Note: the problems/solutions are described in terms of the conditions at the time the problem was addressed. Any advice for a solution may not be relevant for the -current source. In any case it should not be an issue for anyone running -current as the problem shouldn't exist anynore.



(Old) Kernel Problems


SMP kernel with APIC_IO deadlocks under heavy load.

During a page fault, it generally happens that at some point smp_invltlb() gets called to flush the TLB on the other CPU's. smp_invltlb() calls allButSelfIPI() and sends an IPI to the other processor, which, unfortunately, is sometimes already processing an interrupt of a higher priority. This interrupt routine now spends its time trying to obtain the mp_lock spin lock so it can enter the kernel, but the processor which has this lock is also in a spin loop in apicIPI() waiting for the IPI to be delivered. This is only a problem when the APIC fifo is already full, preventing delivery of additional INT messages.

Solution:

Perhaps we could release the mplock while sending an IPI, and try to grab it back again before continuing... Alternatively, have a timeout on the IPI, and if the apic hasn't recovered after a certain amount of time (ie: it's indefinately "busy"), then release the mplock for a moment and wait and check the status again before refetching the lock. If it still fails to recover, panic rather than hang forever..

My latest fix appears to work:


Systems with > 1 PCI bus may fail.

The MP spec appendix D.2 specifies that when MORE than 1 PCI bus exists the PCI busses should be assigned IDs first, using actual PCI bus numbers. Then ids are assigned to other busses using whatever numbers are free.

BIOS with ONLY ONE PCI bus on the MOTHERBOARD often list the ISA/EISA bus first, thus makeing the one and only PCI bus have ID 1. When a PCI bridge card exists in the system another PCI bus then exists, causing the PCI bus numbering (ie ID #s) to be incorrect. Even when no such card exists, having the ISA bus first causes the PCI bus id to NOT match the actual PCI bus #. This makes identifying PCI bus:device:int info from the MP table INTs section difficult (prone to error). To work around this problem the current code ignores the bus ID when identifying PCI INT associations, causing possible errors with multiple PCI bus systems.

Solution:

See MP spec v1.4, D.2 & D.3 for details on required format.


Setting smp_active to '0' after starting other CPUs crashes system.

When smp_active == 0 all the lock code is ignored. If you start the additional CPU(s) via sysctl, then attempt to stop by setting smp_active to '0' (instead of the proper value of '1') multiple CPUs enter the kernel at the same time, causing random corruption and crashes.

Solution:

added a SYSCTL_PROC to limit the range of legal values.


static (ROM based) MP tables and PCI bridge cards.

Some(most?) BIOS have a hard-coded MP table in ROM, meaning that bridged PCI cards and other complex PCI setups will NOT be properly described in the MP table. As such, insufficient info exists in the table to properly setup the APIC for these cards.

Solution:

See the page on bridged PCI cards for details of a workaround. The long term solution will be a pass where we build a MP table incore based on information received from the PCI sub-system, ie, we will toss certain sections of the motherboard provided MP table!

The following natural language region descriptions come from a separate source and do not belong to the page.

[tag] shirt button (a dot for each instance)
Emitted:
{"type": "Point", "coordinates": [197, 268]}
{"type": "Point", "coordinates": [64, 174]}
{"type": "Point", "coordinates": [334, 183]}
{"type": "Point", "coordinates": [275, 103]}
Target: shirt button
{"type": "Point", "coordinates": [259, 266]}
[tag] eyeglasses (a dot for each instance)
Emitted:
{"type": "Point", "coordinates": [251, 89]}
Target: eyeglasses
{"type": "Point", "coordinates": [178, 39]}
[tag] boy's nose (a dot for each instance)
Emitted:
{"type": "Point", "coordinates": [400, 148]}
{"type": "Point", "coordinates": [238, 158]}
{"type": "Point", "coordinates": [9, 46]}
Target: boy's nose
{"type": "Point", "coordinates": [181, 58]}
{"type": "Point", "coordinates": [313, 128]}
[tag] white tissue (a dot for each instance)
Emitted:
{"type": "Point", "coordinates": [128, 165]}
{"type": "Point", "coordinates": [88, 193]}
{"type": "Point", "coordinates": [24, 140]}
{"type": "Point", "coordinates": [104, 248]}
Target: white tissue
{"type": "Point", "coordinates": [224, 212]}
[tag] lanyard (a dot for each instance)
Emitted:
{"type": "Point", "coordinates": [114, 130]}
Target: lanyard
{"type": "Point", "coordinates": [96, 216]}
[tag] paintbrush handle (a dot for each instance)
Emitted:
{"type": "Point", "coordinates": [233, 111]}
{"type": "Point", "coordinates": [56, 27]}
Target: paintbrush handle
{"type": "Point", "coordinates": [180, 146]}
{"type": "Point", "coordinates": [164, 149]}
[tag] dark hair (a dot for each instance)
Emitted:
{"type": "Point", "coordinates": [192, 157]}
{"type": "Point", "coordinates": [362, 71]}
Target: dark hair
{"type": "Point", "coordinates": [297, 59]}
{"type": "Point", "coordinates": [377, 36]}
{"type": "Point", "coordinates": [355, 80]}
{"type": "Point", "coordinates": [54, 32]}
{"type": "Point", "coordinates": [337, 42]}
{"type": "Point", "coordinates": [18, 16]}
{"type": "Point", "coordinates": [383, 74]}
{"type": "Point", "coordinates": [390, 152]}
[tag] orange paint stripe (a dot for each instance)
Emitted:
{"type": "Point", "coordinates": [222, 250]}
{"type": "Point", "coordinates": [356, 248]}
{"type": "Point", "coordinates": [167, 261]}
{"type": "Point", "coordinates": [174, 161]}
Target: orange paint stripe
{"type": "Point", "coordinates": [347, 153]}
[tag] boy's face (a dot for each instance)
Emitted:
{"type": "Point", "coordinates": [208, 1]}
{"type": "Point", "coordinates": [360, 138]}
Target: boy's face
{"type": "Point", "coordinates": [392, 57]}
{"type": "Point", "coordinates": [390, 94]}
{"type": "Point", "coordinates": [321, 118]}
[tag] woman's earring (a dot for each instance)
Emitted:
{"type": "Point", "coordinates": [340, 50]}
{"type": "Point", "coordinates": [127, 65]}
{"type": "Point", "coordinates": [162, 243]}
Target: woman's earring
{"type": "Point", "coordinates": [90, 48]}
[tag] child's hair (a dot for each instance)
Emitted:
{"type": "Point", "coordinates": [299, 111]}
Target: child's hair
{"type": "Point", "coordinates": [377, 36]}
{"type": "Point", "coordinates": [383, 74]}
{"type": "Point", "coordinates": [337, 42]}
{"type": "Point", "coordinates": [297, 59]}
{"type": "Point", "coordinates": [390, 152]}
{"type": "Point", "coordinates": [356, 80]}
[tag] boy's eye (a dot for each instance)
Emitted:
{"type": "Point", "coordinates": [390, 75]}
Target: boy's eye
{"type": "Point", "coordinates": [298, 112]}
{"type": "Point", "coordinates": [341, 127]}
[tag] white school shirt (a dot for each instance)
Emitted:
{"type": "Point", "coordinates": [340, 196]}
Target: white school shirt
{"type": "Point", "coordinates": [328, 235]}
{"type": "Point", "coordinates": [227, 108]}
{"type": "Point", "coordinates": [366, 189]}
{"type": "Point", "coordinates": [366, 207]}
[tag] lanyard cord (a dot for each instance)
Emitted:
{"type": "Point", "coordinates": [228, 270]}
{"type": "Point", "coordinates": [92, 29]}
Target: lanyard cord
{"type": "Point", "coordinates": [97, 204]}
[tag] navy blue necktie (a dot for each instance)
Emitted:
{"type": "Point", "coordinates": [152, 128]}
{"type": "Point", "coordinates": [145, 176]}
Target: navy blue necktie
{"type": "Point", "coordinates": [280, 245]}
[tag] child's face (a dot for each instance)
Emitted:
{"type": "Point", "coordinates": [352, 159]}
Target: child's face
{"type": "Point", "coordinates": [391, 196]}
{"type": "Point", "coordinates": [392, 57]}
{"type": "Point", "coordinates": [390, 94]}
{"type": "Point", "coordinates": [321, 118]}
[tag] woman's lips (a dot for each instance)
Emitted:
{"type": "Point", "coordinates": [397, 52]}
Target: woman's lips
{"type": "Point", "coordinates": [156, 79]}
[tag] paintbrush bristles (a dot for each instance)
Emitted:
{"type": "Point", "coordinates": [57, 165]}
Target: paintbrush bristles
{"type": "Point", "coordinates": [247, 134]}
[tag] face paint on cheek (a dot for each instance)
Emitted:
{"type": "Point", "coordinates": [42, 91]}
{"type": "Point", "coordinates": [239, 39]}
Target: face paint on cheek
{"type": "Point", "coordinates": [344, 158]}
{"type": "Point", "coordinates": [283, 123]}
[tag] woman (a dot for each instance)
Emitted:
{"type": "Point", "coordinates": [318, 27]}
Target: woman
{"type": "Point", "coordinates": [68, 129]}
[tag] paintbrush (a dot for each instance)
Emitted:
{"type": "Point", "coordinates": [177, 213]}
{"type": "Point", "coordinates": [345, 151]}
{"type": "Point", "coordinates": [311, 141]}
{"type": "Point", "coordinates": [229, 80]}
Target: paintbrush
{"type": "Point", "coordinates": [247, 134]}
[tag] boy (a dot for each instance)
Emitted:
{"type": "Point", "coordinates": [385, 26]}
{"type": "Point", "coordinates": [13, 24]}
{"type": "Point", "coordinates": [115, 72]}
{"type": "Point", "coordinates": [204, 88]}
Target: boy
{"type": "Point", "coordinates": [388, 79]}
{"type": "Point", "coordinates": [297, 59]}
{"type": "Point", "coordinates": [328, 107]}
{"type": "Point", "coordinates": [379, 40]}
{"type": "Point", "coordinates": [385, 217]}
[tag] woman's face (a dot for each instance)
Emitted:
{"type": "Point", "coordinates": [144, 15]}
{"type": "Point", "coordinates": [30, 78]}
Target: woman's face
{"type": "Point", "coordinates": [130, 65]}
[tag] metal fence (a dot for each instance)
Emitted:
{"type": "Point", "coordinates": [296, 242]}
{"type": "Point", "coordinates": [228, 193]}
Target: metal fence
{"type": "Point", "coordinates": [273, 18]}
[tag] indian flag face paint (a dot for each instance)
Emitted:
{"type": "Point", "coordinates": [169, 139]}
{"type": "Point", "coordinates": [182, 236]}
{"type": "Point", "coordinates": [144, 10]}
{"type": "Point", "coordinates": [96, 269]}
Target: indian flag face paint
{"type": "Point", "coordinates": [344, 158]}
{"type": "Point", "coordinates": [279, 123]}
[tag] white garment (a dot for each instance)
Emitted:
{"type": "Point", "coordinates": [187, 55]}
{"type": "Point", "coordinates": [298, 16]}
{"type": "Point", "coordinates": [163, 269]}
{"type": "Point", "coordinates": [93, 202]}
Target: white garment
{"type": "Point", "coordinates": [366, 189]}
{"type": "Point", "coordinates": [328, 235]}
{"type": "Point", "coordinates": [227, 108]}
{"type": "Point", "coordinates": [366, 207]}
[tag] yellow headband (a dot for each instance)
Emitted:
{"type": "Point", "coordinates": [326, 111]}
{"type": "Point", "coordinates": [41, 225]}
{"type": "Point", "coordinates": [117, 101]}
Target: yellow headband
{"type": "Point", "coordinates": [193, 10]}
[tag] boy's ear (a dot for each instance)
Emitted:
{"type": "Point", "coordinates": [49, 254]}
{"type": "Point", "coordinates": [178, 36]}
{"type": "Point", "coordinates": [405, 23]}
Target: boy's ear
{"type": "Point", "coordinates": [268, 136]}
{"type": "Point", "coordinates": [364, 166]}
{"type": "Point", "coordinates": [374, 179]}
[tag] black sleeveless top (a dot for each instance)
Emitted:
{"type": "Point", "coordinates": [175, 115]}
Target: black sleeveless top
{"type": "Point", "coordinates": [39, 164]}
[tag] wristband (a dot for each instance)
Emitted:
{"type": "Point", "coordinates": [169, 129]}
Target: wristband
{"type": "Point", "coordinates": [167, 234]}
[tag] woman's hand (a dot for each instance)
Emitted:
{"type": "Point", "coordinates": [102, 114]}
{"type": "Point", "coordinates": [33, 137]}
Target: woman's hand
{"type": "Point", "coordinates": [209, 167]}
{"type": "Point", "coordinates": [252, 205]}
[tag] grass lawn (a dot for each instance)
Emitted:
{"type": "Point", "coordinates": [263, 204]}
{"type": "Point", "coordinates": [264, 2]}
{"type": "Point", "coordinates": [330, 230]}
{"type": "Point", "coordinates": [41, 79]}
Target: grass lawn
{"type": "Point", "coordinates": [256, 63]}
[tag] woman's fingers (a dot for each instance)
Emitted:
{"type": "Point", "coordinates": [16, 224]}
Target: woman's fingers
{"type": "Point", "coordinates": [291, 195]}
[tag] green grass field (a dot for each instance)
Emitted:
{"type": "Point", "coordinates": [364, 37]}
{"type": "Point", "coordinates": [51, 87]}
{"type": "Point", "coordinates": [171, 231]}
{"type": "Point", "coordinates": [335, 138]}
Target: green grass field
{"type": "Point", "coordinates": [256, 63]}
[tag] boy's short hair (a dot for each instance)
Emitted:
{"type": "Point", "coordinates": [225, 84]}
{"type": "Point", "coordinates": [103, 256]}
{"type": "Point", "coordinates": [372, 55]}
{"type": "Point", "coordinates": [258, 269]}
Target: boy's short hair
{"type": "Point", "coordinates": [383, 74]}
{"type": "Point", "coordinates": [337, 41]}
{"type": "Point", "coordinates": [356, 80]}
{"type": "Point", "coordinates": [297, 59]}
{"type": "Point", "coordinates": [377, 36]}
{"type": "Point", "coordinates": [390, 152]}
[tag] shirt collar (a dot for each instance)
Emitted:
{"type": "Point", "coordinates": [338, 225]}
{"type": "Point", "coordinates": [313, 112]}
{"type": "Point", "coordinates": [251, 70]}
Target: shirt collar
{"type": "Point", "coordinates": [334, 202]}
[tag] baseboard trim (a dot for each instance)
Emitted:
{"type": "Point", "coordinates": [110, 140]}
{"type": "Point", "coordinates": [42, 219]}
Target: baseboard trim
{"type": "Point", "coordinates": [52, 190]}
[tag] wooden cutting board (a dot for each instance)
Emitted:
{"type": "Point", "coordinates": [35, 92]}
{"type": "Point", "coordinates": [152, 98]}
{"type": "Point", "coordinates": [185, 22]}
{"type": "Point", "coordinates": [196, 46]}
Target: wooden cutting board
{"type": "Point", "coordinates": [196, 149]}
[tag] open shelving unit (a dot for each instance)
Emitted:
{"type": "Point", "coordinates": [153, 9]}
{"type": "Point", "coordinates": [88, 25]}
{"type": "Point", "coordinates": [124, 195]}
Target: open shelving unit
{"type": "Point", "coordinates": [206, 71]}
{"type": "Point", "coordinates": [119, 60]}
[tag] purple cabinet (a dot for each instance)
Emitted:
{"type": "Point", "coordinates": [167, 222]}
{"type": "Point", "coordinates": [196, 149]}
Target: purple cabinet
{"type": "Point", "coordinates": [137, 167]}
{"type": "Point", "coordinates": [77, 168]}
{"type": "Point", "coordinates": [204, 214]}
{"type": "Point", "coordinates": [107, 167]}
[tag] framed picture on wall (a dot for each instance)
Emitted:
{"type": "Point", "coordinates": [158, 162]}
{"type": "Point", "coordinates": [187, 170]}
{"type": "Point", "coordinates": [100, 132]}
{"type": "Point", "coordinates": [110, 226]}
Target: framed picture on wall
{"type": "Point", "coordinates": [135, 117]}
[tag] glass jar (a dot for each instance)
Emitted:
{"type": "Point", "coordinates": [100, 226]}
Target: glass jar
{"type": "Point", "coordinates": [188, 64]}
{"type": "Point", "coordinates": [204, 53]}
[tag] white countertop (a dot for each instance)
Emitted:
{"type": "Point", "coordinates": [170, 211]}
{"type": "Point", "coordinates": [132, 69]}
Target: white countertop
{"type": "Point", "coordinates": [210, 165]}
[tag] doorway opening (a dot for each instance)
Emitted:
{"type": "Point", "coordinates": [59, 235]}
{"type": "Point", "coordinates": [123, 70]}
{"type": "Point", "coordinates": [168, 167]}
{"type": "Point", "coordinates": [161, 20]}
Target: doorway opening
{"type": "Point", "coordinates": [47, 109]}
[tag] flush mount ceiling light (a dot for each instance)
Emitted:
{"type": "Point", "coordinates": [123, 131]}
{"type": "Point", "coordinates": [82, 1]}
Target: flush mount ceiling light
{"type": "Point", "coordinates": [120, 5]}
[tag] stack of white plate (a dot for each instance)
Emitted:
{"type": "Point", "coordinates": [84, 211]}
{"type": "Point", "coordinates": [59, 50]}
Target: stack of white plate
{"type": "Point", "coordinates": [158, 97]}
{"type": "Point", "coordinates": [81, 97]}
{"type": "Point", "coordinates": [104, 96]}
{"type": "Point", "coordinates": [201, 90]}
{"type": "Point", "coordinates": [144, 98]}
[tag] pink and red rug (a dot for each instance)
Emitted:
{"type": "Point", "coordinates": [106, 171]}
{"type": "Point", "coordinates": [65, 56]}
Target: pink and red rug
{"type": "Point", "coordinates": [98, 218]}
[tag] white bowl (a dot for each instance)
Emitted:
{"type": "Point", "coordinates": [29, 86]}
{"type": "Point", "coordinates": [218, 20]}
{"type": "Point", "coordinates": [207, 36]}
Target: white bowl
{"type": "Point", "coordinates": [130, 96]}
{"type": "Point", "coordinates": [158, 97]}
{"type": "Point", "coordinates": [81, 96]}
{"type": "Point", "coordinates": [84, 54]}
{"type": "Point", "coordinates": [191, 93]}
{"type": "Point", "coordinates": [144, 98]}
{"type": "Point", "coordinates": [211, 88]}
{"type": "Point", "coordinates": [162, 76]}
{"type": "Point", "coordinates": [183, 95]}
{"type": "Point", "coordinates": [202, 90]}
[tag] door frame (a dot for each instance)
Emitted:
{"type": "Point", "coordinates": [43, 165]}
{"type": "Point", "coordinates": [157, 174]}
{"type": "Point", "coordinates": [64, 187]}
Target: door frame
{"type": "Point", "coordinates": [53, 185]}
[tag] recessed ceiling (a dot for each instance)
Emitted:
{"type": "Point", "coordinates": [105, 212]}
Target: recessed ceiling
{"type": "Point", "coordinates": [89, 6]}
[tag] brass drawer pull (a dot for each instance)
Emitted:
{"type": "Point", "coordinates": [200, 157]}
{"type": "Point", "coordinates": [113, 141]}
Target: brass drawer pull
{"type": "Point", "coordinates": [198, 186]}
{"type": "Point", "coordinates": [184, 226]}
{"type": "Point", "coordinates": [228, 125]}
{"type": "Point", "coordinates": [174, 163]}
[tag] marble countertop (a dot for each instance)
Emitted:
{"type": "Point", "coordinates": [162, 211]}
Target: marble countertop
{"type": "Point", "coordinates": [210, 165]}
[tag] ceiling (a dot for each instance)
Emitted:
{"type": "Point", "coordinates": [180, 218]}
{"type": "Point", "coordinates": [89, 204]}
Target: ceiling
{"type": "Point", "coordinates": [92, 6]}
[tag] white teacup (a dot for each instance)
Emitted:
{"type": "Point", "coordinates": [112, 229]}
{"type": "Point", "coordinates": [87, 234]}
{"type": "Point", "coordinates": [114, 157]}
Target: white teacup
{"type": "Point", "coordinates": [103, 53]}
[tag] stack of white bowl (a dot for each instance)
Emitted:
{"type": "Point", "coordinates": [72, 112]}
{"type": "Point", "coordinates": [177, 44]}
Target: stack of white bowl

PnP boards can cause problems as I have not yet implimented code to "undirect" PCI INTs when sent to the APIC. Since an upper ( >15 ) INT is registered in place of the original ( <=15 ) the original may be assigned later by a PnP card. BUT the lower INT line is NOT un-redirected. This means both the PCI hardware (via the redirect hardware) AND the PnP card are yanking on the same lower INT line, causing random problems.

Solution:



(Old) UserLand Code Problems


dset probably fails, isa_device.h:id_irq size: u_int vs. u_short.

Solution:

isa_device.h:id_irq promoted to u_int for both UP and SMP kernels.



Hardware Setup Problems


BIOS must disable 2nd IO APIC if present.

Some machines have a 2nd IO APIC available. If it is enabled in the BIOS the mptable will have references to it which confuse the SMP kernel.

Solution:

FIXED in 4.0/5.0 as of 4.21.2000.


motherboard MP table declares 8254 timer to be connected to the IO APIC, but it actually isn't, causing a kernel lockup.

On some motherboards the 8254 timer ouput is not connected to the IO APIC. If the MP table correctly shows this fact by lack of an INT entry for the 8254 timer the kernel will enable "mixed-mode" programming, getting around the problem. However not all MP tables do so. Instead they declare that the 8254 timer is connected, usually to INT2. This prevents the kernel from taking corrective action, and a kernel lockup results.

Solution:

FIXED.

A kernel option to override the offending MP table entry is available, see this page for details.